ProM 6.12 will contain a new discovery algorithm called DiSCover. This algorithm discovers an accepting Petri net from an event log using a collection of DFGs (Directly Follows Graphs). From every DFG, a state machine WF-net will be discovered which will then be merged by synchronizing them on the visible transitions (that is, on the activities). Please install the DiSCover package using the ProM Package Manager to be able to use this plugin.
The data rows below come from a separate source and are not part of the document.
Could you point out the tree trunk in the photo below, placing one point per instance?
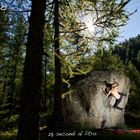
(30, 97)
(58, 118)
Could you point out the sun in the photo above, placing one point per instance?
(90, 26)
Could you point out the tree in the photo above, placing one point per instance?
(70, 42)
(30, 97)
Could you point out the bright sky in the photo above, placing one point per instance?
(132, 28)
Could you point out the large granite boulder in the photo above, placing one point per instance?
(86, 103)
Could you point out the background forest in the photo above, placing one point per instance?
(69, 49)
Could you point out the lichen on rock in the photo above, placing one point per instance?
(86, 103)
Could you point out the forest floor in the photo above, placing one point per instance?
(8, 130)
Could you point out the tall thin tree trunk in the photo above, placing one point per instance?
(30, 97)
(58, 117)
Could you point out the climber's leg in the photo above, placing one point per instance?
(118, 102)
(122, 94)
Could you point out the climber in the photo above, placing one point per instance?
(112, 90)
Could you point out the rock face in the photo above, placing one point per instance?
(88, 105)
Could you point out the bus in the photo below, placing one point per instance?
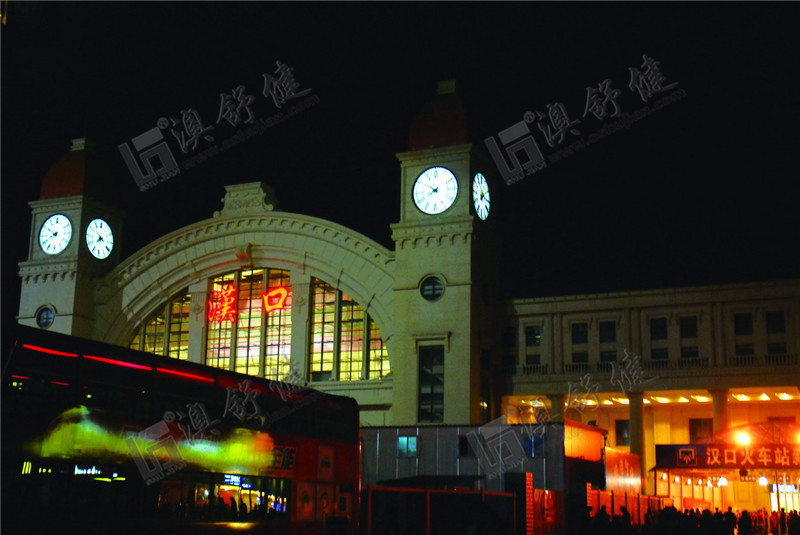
(101, 436)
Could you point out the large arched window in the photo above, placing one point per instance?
(346, 344)
(248, 329)
(250, 321)
(166, 332)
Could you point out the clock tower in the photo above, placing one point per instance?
(443, 279)
(74, 240)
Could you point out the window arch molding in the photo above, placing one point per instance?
(346, 259)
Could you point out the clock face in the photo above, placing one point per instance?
(480, 196)
(55, 234)
(99, 239)
(435, 190)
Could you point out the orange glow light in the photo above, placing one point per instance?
(275, 299)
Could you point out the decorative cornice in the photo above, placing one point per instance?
(427, 235)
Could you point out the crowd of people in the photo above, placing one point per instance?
(670, 521)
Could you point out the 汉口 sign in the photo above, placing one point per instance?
(775, 456)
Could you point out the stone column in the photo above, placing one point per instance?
(636, 423)
(720, 400)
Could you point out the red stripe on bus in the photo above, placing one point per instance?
(51, 351)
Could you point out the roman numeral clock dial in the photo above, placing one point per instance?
(55, 234)
(99, 239)
(435, 190)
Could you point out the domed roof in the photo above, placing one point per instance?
(441, 122)
(67, 176)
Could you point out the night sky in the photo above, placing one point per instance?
(702, 191)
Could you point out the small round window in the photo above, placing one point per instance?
(432, 288)
(45, 317)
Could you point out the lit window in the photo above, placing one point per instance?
(608, 331)
(743, 324)
(689, 327)
(580, 333)
(608, 356)
(660, 353)
(776, 348)
(776, 322)
(406, 447)
(622, 432)
(533, 335)
(658, 328)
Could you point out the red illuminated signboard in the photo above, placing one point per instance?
(222, 305)
(275, 299)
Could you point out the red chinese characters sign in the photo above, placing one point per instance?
(222, 305)
(728, 456)
(275, 299)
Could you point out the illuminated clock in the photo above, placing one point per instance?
(480, 196)
(99, 239)
(56, 234)
(435, 190)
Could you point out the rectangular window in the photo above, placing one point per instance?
(154, 334)
(431, 384)
(776, 322)
(658, 328)
(622, 432)
(580, 357)
(278, 335)
(580, 333)
(351, 348)
(248, 331)
(776, 348)
(659, 353)
(323, 330)
(533, 335)
(178, 342)
(689, 352)
(608, 331)
(533, 360)
(608, 356)
(378, 354)
(700, 428)
(689, 327)
(464, 447)
(743, 324)
(220, 330)
(406, 447)
(510, 337)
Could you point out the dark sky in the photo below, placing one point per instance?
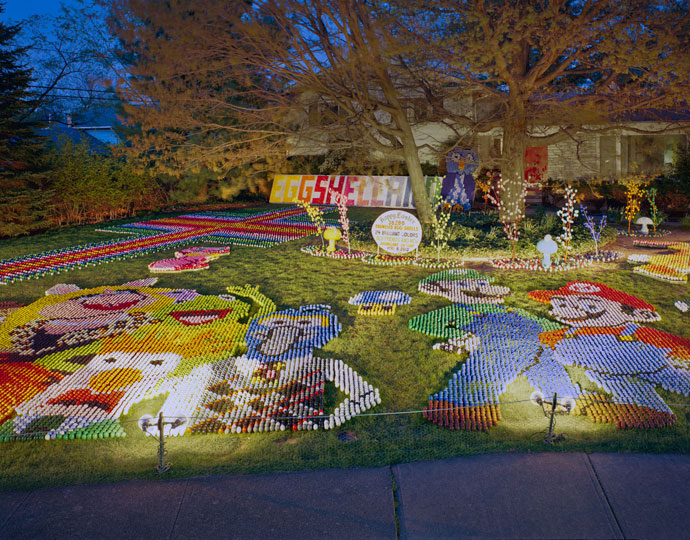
(21, 9)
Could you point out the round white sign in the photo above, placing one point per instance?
(397, 231)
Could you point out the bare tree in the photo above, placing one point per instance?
(227, 83)
(549, 70)
(221, 84)
(74, 60)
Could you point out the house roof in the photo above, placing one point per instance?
(57, 135)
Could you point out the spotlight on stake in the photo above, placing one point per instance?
(147, 423)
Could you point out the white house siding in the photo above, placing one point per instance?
(568, 160)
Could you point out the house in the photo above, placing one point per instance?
(647, 144)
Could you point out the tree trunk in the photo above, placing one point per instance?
(513, 167)
(414, 169)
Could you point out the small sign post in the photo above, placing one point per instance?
(397, 232)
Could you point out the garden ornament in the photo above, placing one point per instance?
(547, 247)
(331, 234)
(645, 222)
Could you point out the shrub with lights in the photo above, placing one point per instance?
(567, 213)
(511, 211)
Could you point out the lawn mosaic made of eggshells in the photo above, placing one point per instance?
(75, 361)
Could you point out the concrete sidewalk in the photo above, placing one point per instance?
(545, 495)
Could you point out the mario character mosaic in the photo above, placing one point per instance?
(627, 360)
(598, 329)
(263, 229)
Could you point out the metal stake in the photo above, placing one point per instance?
(554, 403)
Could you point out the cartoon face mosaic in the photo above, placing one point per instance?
(276, 385)
(379, 302)
(464, 286)
(73, 362)
(263, 229)
(626, 360)
(674, 266)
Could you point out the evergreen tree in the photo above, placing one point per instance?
(22, 197)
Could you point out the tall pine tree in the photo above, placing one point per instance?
(22, 194)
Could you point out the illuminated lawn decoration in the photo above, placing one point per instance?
(277, 385)
(673, 267)
(379, 302)
(75, 360)
(558, 264)
(633, 197)
(465, 286)
(594, 230)
(257, 230)
(192, 258)
(318, 251)
(567, 213)
(625, 359)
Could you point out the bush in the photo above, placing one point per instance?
(90, 188)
The plugin is available in ProM 6.12 as the “DiSCover Petri net (user)” plugin, and takes an event log (XLog) as input. It first shows a dialog that allows the user to change the possible parameter values.
Parameters
Absolute threshold
The absolute frequency a directly-follows relation must have. If this threshold is not reached, it is treated as noise. Default value: 1.
Relative threshold
The relative frequency a directly-follows relation must have. If this threshold is not reached, and the value is not safe (see below), it is treated as noise. The frequency is taken relative to the maximum frequency over all directly-follows relations that have the same source or the same target. Default value: 1.
Safety threshold
The relative frequency percentage which a directly-follows relation is safe from being treated as noise. The frequency percentage is taken relative to the minimum frequency over all directly-follows relations that have the same source or the same target. Default value: 95.
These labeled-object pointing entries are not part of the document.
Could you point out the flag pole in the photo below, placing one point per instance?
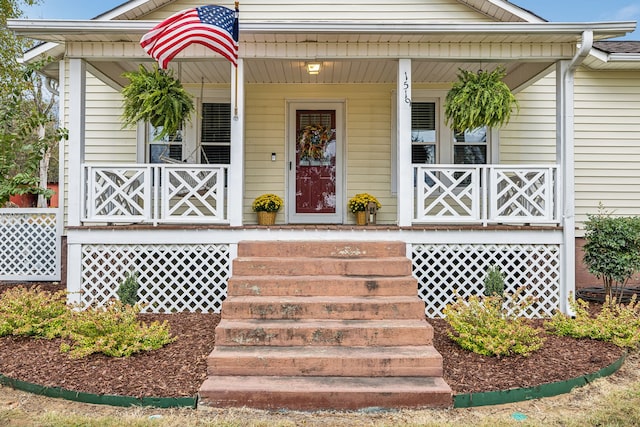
(235, 108)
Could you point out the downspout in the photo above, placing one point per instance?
(566, 152)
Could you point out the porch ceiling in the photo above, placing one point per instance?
(273, 71)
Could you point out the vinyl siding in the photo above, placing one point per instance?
(338, 10)
(367, 139)
(530, 136)
(607, 127)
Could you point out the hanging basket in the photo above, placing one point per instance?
(266, 218)
(479, 99)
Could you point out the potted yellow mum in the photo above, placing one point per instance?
(267, 206)
(359, 204)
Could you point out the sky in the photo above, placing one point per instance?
(551, 10)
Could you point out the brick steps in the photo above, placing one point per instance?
(310, 393)
(329, 307)
(327, 284)
(400, 361)
(323, 332)
(323, 325)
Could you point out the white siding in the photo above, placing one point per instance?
(339, 10)
(106, 141)
(367, 139)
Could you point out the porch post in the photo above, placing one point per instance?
(77, 90)
(404, 169)
(235, 184)
(565, 153)
(565, 159)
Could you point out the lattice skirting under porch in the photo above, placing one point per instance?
(29, 244)
(448, 271)
(172, 278)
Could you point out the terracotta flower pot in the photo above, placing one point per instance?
(266, 218)
(361, 218)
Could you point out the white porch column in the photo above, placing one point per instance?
(404, 170)
(565, 154)
(235, 185)
(77, 90)
(565, 158)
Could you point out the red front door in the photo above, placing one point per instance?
(315, 164)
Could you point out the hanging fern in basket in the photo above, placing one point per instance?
(157, 97)
(479, 99)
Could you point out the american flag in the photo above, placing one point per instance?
(215, 27)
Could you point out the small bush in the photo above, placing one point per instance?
(483, 326)
(113, 331)
(128, 289)
(494, 282)
(32, 313)
(616, 323)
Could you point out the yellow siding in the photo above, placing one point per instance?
(530, 136)
(607, 129)
(367, 141)
(339, 10)
(607, 142)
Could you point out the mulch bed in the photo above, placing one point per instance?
(179, 368)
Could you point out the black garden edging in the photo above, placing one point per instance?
(544, 390)
(459, 401)
(100, 399)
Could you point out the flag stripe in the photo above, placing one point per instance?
(214, 27)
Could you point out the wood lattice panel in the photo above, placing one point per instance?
(29, 246)
(172, 278)
(445, 272)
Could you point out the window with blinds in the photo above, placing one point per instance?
(169, 147)
(423, 132)
(215, 136)
(470, 147)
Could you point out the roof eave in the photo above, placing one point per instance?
(42, 27)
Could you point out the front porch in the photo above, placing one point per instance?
(187, 267)
(443, 194)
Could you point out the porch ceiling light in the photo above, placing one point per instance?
(313, 68)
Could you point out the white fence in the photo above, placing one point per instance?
(145, 193)
(486, 194)
(449, 271)
(172, 278)
(29, 244)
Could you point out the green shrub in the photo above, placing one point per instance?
(113, 331)
(484, 326)
(612, 249)
(32, 312)
(616, 323)
(128, 289)
(494, 282)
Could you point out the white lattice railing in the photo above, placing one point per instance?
(144, 193)
(29, 244)
(449, 271)
(486, 194)
(172, 278)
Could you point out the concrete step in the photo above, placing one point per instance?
(310, 393)
(321, 249)
(323, 307)
(323, 332)
(401, 361)
(322, 285)
(304, 266)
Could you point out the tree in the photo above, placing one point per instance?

Limit on number of components
How many components (every DFG will result in a component) will be merged into the discovered accepting Petri net. If more components are available, the selected components will be spread out evenly over all components. Default value: 20.
Merge activities
If (not) selected, the components will be (not) merged by synchronizing the visible transitions. Default value: true.
Reduce Petri net
If (not) selected, the resulting Petri net will (not) be reduced using well-known behavior-preserving reduction rules. Default value: true.
Use veto for noise
If selected, a frequency will only be treated as noise if all DFGs agree that it should be treated as noise. Default value: false.
The actual discovery
Once the parameters values have been set, the plugin will start the discovery, which follows a number of steps:
- The DFG is discovered.
- All pairs of concurrent activities are discovered.
- All maximal subsets of non-concurrent activities are discovered.
- A DFG is discovered for every maximal subset.
- A component (state machine WF-net) is discovered from every DFG. This can be done in a straightforward way as we assume that all activities in the subset are not concurrent.
- If required, the number of components is limited to a reasonable number.
- All remaining components are merged (if required) on the visible transitions, and all components are connected to an AND-split construct (at the start) and an AND-join construct (at the end). This results in an accepting Petri net.
- If required, the accepting Petri net is reduced.
- The resulting accepting Petri net is returned.
Example result
This shows the result of the DiSCover plugin on the event log we used for the chapter on Advanced Process Discovery at the Summer School on Process Mining in 2022, with default parameter values except for both the absolute and relative threshold, which are both set to 0.
This shows the result if the activities are not merged: A combination of four state machine WF-nets. Three of these are quite simple, but as the order between c and e is not simple, the fourth is less simple.
Open issues
- The part of the algorithm that limits the number of components is non-deterministic. It first uses lpsolve to select a collection of relevant components, after which the number of components is limited down further if needed. The first part (with lpsolve) is non-deterministic.
- One some event logs using some parameter settings, lpsolve also takes days (may be caused by the fact that it starts from more than 15000 components…). At the moment, there is no option to skip this lpsolve part. might be a good idea.
- Additional reduction rules would be nice. As an example in the merged result above, the two silent transition that skip f (one from b to g, the other from c or d to g) can be merged into a single silent transition. Such additional reduction rules may help battling the complexity of the resulting net.
- Because of the complexity of the discovered nets, the alignment-based replayer often fails to replay traces on the discovered nets within 10 minutes. We created a token-based replayer that exploits the fact that the net is safe. This replayer is very quick, and is deterministic as long as everything fits, but any non-fitting transition may produce additional tokens breaking the safeness of the net. This results in non-deterministic behavior of this replayer. As a result, the reported (token-based) fitness is an underestimate of the real (token-based) fitness.
Version history
- 6.12.50: Version included in alpha candidate of ProM 6.12.